Women’s suffrage was not seen as politically important. Most of the public and the part of the government that did support votes for women were slowly put off the idea by the Suffragettes’ increasing uses of extreme violence. The government also felt that ultimately giving the suffragettes ‘what they wanted’ would show that they were giving in to tactics that easily amounted to terrorism.
The statement that the Member of Parliament makes about reasons for voting against votes for women gives only one reason for why the government was against the principle of giving women the vote. As well as the increased violence and women’s suffrage not being a major issue, the government felt that the WSPU especially did not have a clear policy of what they wanted to achieve in terms of law. The members of government who did want to support votes for women did not want to vote against their own parties. The Liberals had also lost several seats and were more concerned with other, not to mention their own party’s political issues.
By the time that war broke out, people’s attention was now completely diverted from women’s votes. Following the WSPU’s split, all of the suffragettes took different paths. Emmeline Pankhurst showed her support for the country being at war by calling off a major campaign to break into Buckingham Palace. The government therefore released the over one thousand suffragettes that were held in prison. In the Suffragettes’ last phases of activity from 1912 up until the outbreak of War, they were more unpopular than ever.

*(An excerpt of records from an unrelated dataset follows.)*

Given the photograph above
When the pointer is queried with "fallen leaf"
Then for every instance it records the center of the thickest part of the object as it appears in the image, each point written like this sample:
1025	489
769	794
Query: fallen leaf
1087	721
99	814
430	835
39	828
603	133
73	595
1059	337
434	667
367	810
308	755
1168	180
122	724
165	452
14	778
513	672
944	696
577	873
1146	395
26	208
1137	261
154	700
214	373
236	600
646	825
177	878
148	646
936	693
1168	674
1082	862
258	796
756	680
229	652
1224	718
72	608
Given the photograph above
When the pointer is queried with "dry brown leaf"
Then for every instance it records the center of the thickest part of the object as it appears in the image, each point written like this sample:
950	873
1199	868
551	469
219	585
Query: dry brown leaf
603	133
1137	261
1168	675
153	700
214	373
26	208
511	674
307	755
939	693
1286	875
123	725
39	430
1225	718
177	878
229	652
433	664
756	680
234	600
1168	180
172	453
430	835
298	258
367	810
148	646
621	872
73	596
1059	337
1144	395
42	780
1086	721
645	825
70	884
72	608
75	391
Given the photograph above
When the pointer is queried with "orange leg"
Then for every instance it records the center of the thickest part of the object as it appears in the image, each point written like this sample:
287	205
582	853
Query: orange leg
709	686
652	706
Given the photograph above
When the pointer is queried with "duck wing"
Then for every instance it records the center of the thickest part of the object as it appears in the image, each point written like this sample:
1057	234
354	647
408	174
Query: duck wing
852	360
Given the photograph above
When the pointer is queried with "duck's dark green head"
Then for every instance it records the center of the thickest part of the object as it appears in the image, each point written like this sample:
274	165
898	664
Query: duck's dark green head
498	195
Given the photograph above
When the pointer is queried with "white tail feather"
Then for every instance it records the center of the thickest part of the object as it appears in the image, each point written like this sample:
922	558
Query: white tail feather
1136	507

The position of women did, however, dramatically change in other ways. They began working in factories that produced warfare equipment for high wages, giving them an essential part in the war effort. The Suffragettes even turned their attention away from votes to work, and organized a ‘Right to Work March’ in 1915, led by Christabel Pankhurst, in which over 30,000 women marched. When women did eventually gain the vote in 1918, it was probably due to their work in the war effort, although the government did partially give into it as they were afraid that Suffragette action would start again when the War was over. People such as Prime Minister Asquith, who had previously been opposed to giving women the vote, spoke in favour of it after the War, stating that it could not have been won without the efforts of women.
In conclusion, suffragette activity seemed to create more opposition and make more people reluctant to support the Suffragettes and votes for women than before suffragette campaigning. The suffragettes gained many more enemies through their violent campaigning methods, and although that they claimed it brought them all the more publicity, this publicity seemed to be more negative than positive. When women were given the vote in 1918, it seemed that it had more to do with the realization of the importance of women in the war effort than the campaigning of the Suffragettes, and if the government’s decision to give women the vote in 1918 was influenced by the Suffragettes, it seemed that it was not because the government finally completely agreed with the points that the Suffragettes had made, but it was more out of fear of the violent campaigning resurfacing once more.